A Tampa Bay pundit suggested shopping Lecavalier, but the eight-years and $45 million remaining on his contract is as effective a no-movement clause as the actual one in Lecavalier’s contract.

Yzerman has nearly $62 million invested in 21 players for next season, and with the cap dropping to $64.3 million, no wiggle room to add experienced depth via free agency.

He will get over $3.67 million in cap savings by putting Mattias Ohlund on long-term injury reserve. If Ohlund is forced to retire due to his knee surgeries, they’ll get similar cap relief, but without having to bump against the cap ceiling to do so.

He could move some players and salaries via trade, but as Erik Erlendsson of the Tampa Tribune recently observed, the Lightning have few tradeable assets they could afford to part with which would bring in the talent needed to bolster their overall depth.

Yzerman could free up cap space this summer via compliance buyouts, allowing him to buy out up to two players without it counting against his cap.

It would free up considerable cap space if he opted to buy out Lecavalier and Malone (over $12 million combined per season in average annual salary), though ownership would have to agree to that bold step.

Will Yzerman be that bold? Or could he use the modified no-trade clause in Malone’s contract (in which he lists a 12-team trade list) and hope to shed the remainder of his salary in order to plunge the $4.5 million cap hit savings into other acquisitions?

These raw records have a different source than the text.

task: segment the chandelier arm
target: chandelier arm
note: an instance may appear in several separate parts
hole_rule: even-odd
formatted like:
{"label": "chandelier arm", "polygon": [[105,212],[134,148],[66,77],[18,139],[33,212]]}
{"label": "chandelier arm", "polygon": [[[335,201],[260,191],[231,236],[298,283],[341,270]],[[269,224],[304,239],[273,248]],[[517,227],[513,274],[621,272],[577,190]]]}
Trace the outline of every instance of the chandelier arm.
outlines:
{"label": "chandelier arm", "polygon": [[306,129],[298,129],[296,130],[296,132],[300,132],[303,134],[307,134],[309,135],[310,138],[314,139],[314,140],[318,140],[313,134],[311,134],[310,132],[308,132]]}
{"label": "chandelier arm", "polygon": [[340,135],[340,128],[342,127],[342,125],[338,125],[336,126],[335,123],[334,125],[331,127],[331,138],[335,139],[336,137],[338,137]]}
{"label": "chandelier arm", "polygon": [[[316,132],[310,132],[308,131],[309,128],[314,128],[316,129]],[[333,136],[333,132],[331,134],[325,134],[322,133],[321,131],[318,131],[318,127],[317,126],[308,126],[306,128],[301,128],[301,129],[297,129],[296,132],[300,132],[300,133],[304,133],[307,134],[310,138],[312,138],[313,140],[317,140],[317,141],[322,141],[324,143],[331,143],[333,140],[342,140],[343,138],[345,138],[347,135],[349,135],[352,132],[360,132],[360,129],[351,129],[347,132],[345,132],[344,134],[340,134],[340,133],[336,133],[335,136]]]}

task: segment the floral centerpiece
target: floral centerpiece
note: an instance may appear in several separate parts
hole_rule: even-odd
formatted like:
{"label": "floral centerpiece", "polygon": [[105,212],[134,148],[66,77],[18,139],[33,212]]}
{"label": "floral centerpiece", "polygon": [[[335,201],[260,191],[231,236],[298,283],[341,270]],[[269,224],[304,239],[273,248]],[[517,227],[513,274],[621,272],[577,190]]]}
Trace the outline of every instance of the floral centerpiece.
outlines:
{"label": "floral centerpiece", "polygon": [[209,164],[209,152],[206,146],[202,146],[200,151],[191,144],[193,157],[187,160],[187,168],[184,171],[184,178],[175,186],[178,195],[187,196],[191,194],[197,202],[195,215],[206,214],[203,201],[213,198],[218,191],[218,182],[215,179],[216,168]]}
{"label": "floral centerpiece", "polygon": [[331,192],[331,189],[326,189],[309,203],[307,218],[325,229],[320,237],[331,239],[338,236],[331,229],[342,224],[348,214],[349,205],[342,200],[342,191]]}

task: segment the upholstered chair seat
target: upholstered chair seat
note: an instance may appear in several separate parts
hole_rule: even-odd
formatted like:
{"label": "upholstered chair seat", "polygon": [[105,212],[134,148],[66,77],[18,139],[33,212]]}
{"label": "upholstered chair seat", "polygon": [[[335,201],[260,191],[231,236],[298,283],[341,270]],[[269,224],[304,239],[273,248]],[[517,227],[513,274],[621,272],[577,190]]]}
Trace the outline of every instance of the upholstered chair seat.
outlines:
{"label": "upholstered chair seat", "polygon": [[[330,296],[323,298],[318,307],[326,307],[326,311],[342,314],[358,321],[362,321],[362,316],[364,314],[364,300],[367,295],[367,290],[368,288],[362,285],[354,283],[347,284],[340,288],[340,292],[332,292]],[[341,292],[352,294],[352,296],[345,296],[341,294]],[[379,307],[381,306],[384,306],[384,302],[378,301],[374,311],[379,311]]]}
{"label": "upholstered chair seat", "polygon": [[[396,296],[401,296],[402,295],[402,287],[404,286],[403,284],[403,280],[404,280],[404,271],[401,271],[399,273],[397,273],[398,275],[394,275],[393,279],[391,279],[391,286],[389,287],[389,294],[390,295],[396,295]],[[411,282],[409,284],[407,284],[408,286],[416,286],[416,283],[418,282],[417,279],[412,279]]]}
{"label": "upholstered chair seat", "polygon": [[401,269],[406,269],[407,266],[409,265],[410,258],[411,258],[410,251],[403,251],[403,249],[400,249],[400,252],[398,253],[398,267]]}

The respect Yzerman garnered as one of the greatest captains in NHL history, combined with the success of his first season as Lightning GM, earned him a free pass through his club’s struggles last season. Now, the pool of goodwill toward him is growing shallow, and critics are becoming more vocal.

When he first took over as Lightning GM, it was suggested Yzerman was facing a true test in cleaning up the mess left him by the previous regime. It turns out his first true test comes now, entering his fourth summer, to prove to his critics he can recover from his recent stumbles.